BATON ROUGE, La. (AP) — The thousands of students who live on the Louisiana State University campus have begun returning to their dormitories after bomb-sniffing dogs and police methodically swept residential halls Monday following a threat that sparked a campus-wide evacuation.
LSU spokesman Herb Vincent said officials hope to reopen the Baton Rouge campus by Monday night, but they aren’t certain if a building-by-building sweep will be complete before Tuesday.
“Residential Life buildings have now been deemed ready to return to normal operations,” Vincent said Monday evening.
Evangeline Hall, a residential building on campus, was reopened first and officials began directing some of the 6,000 on-campus residents into the building as the investigation continued, Vincent said. He said residential halls were searched first and buses to and from the campus have been running normally.
Thousands of students, professors and workers were told to leave campus Monday morning after a threat was phoned into 911 about 10:32 a.m., university spokeswoman Kristine Calongne said. But the threat did not indicate a specific part of campus, so police and bomb-sniffing dogs have been meticulously sweeping each of the 250 buildings on campus.
LSU Police Capt. Corey Lalonde said no explosives have been found.
By mid-afternoon, the LSU campus was largely deserted and roads were closed, though some people and cars were still moving around. Police officers with dogs combed through buildings, including the computer services center.
State police bomb technicians were on the scene, said Louisiana State Police Capt. Doug Cain. He said authorities were talking to their counterparts in Texas, North Dakota and Ohio, where similar threats were received Friday, but officials say they’re not sure if the phone call made Monday was connected to those threats. Police found no explosives on those campuses.
“It’s kind of been an epidemic. This has been the fourth in a week. But it’s better to be safe than sorry,” said Joseph Vera, a communications disorders graduate student.
Vera and a fellow graduate student were working in a language clinic with seven children near the edge of campus when they received the text message about the bomb threat. The pair walked the children across the street to an off-campus restaurant and they called the children’s parents.

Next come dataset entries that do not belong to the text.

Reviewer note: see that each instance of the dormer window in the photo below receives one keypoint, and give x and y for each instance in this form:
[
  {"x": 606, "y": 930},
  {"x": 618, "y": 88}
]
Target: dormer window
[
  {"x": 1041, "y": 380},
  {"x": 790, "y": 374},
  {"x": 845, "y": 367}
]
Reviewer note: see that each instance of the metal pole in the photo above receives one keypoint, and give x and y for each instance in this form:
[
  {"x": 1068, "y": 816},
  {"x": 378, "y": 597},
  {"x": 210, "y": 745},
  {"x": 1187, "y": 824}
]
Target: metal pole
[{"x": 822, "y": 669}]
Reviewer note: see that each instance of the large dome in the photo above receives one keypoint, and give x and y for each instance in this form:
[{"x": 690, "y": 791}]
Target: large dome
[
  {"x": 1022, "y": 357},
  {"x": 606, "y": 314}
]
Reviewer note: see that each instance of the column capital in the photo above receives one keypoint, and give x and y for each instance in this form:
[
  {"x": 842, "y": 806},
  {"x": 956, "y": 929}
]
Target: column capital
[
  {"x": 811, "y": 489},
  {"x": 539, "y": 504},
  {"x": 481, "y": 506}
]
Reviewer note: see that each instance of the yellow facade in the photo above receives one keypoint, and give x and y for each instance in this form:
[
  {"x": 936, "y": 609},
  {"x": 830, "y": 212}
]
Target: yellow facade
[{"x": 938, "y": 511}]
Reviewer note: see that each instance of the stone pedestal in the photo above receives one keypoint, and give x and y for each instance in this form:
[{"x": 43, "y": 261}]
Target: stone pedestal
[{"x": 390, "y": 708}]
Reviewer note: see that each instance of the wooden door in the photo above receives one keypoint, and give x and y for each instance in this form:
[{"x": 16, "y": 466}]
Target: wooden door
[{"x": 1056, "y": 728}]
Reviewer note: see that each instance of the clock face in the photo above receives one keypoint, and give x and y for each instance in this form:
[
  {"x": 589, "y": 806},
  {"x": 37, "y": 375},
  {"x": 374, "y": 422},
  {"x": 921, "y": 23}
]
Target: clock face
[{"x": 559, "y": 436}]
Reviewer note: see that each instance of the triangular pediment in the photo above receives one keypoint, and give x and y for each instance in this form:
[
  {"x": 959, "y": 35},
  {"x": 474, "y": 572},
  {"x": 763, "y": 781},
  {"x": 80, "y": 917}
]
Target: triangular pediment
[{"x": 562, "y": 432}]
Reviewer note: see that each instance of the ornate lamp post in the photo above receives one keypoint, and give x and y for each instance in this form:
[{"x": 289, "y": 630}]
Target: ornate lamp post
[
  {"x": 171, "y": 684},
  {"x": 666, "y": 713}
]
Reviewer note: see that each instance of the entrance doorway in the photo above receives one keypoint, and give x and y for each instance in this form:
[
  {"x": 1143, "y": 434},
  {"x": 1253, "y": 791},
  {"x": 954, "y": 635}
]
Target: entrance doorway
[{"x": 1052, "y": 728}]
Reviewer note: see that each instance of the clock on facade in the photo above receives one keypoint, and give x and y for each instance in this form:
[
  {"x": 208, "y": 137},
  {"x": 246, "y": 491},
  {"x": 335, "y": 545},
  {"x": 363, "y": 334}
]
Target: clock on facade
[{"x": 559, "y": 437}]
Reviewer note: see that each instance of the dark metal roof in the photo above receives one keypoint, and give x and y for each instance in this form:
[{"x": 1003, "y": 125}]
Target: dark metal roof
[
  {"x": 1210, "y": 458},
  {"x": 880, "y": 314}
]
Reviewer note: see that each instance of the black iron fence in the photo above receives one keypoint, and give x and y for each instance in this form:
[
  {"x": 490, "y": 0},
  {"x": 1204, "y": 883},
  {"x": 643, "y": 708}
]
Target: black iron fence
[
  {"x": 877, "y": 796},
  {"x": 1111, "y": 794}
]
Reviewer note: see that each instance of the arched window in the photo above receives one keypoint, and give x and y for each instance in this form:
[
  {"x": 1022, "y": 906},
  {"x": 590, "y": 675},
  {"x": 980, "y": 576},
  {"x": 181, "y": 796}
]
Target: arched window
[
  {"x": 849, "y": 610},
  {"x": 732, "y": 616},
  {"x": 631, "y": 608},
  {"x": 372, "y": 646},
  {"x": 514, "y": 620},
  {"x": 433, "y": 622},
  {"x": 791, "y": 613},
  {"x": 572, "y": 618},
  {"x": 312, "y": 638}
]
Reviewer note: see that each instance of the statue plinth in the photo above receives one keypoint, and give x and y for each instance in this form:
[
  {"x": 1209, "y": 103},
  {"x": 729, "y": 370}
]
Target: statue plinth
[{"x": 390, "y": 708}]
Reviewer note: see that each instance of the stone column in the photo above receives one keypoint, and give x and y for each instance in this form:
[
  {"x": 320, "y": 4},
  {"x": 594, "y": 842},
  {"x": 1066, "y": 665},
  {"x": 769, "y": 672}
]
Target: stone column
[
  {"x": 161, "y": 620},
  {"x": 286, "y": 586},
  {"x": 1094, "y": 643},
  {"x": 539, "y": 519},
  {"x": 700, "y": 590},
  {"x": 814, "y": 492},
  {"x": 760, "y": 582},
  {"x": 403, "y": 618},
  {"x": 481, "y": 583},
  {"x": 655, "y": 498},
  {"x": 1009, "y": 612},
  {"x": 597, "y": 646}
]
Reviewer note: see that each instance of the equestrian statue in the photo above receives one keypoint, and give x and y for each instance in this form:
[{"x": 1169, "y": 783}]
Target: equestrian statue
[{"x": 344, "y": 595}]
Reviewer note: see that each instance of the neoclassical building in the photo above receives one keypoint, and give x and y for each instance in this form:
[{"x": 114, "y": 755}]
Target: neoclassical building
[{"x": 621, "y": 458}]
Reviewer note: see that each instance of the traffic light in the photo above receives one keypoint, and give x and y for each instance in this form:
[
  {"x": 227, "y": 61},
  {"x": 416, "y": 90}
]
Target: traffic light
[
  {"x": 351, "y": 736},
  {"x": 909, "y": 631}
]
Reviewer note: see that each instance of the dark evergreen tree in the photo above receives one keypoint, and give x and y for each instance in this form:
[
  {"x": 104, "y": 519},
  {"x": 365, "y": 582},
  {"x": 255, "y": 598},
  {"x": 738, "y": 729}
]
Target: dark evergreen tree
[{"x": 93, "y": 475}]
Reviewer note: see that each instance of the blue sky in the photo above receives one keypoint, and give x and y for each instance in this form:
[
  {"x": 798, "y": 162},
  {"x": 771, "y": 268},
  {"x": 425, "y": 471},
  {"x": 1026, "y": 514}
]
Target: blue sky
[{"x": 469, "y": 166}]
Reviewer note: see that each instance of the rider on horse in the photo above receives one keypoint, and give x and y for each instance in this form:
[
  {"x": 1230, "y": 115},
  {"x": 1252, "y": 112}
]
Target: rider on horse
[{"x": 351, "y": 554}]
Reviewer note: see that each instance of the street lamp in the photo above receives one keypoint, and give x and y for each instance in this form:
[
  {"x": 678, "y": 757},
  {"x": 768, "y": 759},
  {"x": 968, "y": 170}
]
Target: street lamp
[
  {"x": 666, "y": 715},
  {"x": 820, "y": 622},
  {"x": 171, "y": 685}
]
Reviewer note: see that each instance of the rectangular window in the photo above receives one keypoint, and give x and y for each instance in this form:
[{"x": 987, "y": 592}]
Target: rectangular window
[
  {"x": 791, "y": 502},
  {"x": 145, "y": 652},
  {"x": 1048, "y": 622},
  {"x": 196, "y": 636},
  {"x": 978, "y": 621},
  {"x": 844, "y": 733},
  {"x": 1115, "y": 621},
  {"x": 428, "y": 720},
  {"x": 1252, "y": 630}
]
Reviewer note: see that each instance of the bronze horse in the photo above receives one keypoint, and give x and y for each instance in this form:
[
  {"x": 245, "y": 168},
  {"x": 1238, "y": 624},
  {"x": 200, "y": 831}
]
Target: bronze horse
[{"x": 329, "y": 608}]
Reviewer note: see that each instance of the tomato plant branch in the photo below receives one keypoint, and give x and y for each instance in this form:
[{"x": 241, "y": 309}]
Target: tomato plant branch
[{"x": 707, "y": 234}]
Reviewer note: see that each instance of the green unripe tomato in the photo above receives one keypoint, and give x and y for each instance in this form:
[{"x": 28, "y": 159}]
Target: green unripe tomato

The university sent a follow-up message to students at 1:36 p.m. telling them not to return.
Col. Mike Edmonson, Louisiana State Police superintendent, said despite some initial traffic congestion, the campus was evacuated in under an hour.
The university put out a statement on its website announcing the evacuation an hour after the phone call was received, then distributed the information through text messages, emails and social media.
There are 30,000 students, professors and university employees located on the Baton Rouge campus, but it was not clear how many were there at the time of the threat.